Глубоко внутри меня.

Не говори ничего:

Я все чувствую…

Georgi Kay — Joga (Bjork cover) — очень советую послушать акустический кавер.

Хельхейм - подобие Ада в скандинавской мифологии.

И вдруг у кого-то возникнет вопрос:

Unforgiven — Непрощенный.

Речь не о прощении Эвена мальчиком.

========== 9. Ангел-хранитель ==========

— Стало быть, вновь я один, Исибэйл?

— Вы не один… У вас есть ваш Бог.

С того самого последнего их разговора на жаром дышащей кухне Исибэйл стал похож на одичалого зверька.

Как только мог, избегал молодого господина. А если случалось быть рядом, ни разу не поднял на него своей головы с вырванным и так и не успевшим отрасти клочком волос.

Эвен держался холодно.
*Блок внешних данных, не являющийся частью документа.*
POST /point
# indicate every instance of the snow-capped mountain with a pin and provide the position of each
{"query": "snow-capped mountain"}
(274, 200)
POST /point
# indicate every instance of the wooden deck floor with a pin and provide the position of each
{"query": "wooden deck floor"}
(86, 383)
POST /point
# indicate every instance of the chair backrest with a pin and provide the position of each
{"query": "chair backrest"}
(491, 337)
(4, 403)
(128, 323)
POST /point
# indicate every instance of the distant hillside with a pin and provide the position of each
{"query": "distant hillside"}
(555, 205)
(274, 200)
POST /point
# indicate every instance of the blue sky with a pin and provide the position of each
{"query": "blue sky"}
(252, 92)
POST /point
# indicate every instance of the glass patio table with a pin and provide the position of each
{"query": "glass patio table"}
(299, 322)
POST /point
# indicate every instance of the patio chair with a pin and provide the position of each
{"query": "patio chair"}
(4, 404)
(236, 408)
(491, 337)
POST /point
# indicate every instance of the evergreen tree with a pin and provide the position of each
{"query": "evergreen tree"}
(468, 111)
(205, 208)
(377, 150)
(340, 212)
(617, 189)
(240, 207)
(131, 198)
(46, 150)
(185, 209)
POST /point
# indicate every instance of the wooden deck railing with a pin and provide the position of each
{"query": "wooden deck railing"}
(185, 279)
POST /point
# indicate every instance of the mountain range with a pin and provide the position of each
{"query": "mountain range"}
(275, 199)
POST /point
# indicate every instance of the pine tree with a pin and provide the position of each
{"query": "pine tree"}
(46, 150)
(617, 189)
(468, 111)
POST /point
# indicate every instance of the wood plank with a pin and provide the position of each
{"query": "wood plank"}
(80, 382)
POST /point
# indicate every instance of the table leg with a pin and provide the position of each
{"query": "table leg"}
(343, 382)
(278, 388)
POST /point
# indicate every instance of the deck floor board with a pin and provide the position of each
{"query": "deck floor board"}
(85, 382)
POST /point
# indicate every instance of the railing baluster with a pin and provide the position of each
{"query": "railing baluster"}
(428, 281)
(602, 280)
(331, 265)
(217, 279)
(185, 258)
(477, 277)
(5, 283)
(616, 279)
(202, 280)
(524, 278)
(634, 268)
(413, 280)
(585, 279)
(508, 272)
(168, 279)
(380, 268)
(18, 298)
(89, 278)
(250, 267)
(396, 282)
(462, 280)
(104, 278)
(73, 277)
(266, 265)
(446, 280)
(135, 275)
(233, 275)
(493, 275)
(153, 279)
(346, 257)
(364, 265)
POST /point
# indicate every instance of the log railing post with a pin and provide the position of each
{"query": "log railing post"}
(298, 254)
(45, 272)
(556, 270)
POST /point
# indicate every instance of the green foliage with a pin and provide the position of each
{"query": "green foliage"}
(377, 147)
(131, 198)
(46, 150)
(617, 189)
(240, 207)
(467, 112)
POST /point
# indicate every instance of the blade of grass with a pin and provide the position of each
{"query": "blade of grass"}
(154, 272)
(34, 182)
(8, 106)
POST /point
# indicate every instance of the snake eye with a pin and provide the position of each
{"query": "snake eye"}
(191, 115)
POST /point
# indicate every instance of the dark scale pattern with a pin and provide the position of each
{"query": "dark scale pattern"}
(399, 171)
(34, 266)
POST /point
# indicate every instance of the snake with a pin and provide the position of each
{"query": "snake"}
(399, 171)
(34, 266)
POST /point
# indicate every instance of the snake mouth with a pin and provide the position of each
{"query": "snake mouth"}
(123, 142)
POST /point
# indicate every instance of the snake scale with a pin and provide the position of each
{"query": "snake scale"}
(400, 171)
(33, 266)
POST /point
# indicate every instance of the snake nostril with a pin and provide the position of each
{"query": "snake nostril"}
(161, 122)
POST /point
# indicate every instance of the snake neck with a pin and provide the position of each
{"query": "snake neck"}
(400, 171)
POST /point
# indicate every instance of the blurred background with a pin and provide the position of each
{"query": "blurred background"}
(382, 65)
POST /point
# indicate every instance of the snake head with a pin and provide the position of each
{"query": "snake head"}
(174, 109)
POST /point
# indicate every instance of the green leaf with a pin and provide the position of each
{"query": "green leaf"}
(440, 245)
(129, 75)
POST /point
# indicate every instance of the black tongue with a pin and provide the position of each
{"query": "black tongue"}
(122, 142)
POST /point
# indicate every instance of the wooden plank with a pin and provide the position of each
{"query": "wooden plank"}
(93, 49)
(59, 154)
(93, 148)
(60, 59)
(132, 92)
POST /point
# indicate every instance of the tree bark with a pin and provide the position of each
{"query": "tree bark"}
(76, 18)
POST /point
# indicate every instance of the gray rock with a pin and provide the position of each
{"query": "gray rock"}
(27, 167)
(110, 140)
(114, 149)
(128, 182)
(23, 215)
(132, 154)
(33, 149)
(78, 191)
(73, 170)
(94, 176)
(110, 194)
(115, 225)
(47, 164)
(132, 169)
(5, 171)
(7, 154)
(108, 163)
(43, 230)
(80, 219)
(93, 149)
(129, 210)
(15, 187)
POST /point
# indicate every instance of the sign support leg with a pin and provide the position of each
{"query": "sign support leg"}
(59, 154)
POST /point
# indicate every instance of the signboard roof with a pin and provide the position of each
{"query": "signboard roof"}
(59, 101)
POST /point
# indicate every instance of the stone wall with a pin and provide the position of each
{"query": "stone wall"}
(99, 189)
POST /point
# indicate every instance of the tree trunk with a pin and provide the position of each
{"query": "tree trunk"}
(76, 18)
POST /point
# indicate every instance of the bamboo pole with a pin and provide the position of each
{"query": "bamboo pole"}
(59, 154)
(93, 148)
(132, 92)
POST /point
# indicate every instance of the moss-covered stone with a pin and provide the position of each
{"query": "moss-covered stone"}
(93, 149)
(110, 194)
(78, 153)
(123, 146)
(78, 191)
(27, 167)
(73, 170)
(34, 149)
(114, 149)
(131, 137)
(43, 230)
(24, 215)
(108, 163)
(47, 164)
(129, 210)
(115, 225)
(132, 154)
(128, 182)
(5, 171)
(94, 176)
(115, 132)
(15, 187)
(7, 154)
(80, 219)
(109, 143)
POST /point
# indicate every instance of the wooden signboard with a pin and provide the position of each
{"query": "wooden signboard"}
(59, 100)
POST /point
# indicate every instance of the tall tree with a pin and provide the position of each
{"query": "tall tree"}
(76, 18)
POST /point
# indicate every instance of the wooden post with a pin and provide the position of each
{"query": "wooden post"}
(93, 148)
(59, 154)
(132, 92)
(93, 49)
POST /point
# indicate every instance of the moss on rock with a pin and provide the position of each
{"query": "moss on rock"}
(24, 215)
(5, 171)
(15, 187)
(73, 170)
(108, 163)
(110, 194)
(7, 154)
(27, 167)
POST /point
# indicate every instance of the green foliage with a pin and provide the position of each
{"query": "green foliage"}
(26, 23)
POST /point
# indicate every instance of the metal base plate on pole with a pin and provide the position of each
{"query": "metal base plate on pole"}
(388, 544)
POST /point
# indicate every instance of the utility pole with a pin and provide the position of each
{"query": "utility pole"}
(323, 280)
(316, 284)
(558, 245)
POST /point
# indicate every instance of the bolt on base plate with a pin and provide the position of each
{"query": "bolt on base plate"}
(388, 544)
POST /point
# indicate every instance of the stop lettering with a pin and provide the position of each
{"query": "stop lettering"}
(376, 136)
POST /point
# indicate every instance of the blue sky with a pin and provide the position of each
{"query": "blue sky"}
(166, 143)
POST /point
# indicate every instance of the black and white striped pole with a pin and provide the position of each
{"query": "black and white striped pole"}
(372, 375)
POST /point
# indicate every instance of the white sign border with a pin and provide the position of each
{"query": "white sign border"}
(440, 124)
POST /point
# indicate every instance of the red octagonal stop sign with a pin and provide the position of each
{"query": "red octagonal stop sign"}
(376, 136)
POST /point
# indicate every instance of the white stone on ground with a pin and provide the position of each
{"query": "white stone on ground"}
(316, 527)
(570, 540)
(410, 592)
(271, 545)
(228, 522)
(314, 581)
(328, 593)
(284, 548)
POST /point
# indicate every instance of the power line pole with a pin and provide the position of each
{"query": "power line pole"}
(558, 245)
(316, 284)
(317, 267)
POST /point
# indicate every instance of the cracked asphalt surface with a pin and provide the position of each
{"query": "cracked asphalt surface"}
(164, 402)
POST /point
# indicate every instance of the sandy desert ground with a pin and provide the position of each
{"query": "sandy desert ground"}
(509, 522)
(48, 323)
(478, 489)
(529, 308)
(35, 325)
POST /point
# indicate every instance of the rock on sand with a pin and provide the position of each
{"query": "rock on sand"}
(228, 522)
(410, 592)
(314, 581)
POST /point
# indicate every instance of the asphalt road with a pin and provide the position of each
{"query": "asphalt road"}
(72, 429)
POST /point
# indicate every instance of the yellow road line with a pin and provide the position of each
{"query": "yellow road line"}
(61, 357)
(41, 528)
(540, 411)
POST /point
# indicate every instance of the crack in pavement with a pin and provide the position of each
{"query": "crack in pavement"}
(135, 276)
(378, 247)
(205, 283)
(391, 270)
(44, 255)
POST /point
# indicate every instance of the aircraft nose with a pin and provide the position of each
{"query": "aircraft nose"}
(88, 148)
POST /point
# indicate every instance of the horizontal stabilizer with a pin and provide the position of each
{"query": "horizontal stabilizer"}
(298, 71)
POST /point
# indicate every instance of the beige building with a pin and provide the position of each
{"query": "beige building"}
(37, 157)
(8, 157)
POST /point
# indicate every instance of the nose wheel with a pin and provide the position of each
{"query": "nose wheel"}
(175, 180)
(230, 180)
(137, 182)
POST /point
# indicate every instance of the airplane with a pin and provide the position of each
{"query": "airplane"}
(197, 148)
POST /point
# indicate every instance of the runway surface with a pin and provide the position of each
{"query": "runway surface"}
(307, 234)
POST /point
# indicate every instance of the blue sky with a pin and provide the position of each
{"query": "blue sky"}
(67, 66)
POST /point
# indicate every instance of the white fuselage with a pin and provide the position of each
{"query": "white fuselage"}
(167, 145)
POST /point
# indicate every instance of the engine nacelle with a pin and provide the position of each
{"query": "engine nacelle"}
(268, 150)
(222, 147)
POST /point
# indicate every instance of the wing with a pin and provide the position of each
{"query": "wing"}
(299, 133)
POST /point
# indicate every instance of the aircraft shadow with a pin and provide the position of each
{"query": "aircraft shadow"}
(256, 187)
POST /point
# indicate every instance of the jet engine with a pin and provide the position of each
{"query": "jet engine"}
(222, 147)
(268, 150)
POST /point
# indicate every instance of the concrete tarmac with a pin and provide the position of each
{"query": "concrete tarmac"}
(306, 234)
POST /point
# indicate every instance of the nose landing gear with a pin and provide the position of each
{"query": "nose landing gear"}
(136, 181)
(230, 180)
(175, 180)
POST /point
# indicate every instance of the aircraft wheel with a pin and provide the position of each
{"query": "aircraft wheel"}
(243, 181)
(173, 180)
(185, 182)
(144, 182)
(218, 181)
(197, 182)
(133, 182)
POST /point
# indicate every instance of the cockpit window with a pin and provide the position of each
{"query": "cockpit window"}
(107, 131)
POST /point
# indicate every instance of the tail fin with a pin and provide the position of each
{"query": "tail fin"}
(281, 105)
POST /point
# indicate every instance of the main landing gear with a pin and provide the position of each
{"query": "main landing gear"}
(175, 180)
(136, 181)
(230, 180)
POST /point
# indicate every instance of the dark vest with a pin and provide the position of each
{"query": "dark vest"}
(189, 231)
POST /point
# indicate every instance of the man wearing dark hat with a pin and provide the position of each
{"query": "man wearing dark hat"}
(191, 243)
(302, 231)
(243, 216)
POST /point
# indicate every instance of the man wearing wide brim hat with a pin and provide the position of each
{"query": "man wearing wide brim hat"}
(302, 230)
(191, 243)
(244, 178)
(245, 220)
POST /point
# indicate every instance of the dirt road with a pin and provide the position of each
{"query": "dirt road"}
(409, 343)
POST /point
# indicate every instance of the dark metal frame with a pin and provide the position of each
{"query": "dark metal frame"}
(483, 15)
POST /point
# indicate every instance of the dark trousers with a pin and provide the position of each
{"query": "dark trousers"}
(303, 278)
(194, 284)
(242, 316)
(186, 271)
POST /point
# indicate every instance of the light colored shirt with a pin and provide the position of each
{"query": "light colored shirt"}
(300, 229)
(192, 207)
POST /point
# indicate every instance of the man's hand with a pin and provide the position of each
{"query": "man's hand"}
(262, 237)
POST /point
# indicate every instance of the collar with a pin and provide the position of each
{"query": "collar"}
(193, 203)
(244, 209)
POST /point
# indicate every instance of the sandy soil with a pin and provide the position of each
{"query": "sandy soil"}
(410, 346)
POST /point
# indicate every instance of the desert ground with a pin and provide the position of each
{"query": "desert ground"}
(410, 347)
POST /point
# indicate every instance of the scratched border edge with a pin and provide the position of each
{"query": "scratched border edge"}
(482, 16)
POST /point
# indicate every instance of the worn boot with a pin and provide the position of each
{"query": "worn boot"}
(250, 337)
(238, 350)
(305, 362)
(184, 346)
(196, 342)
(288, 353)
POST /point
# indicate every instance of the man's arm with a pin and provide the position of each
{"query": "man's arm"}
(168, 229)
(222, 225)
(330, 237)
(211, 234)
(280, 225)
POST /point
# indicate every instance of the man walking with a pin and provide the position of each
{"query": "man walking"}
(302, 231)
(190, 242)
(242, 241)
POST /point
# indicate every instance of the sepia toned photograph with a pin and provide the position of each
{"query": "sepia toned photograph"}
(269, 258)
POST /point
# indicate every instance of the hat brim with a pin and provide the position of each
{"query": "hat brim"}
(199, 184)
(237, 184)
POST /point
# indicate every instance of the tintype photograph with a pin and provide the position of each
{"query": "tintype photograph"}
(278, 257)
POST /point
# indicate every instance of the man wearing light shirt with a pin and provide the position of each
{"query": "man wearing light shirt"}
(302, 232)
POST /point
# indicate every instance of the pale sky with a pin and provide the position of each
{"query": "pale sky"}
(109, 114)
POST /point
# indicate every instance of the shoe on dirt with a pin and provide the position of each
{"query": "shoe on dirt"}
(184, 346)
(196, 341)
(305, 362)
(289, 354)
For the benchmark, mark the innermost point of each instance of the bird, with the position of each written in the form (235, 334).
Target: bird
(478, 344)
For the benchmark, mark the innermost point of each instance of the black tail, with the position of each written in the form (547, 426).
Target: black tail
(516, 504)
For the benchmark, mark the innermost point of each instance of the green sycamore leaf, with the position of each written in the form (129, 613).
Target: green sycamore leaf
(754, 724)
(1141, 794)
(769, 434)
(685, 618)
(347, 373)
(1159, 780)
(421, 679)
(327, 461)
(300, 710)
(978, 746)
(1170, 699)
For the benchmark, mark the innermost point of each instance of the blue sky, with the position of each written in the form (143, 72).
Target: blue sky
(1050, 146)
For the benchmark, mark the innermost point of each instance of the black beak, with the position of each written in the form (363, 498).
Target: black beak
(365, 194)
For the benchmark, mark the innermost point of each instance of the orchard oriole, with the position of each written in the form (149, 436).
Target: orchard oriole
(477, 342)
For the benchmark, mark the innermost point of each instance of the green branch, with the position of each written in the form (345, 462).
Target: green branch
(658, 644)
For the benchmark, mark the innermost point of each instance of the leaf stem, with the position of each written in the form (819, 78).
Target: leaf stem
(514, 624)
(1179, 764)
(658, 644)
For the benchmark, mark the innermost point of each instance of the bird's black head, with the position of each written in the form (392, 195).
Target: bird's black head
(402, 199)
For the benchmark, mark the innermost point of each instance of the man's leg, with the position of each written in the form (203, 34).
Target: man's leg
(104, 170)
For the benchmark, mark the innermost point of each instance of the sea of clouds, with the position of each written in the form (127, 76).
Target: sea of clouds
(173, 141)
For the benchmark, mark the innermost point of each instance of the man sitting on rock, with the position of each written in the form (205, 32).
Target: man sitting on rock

Все можно было бы списать на заботы о предстоящем пути к берегам Скандинавии, но никто из его окружения не подозревал, какой тоской и какими муками томится его сердце.

Пару раз он вновь появлялся на кухне или на дворе, когда мальчик был занят исполнением своих обязанностей. В такие моменты Исибэйл становился, как вкопанный, устремив взор в пол или поверх тяжелого плеча своего господина, а Эвен молча стоял напротив, сложив на груди руки.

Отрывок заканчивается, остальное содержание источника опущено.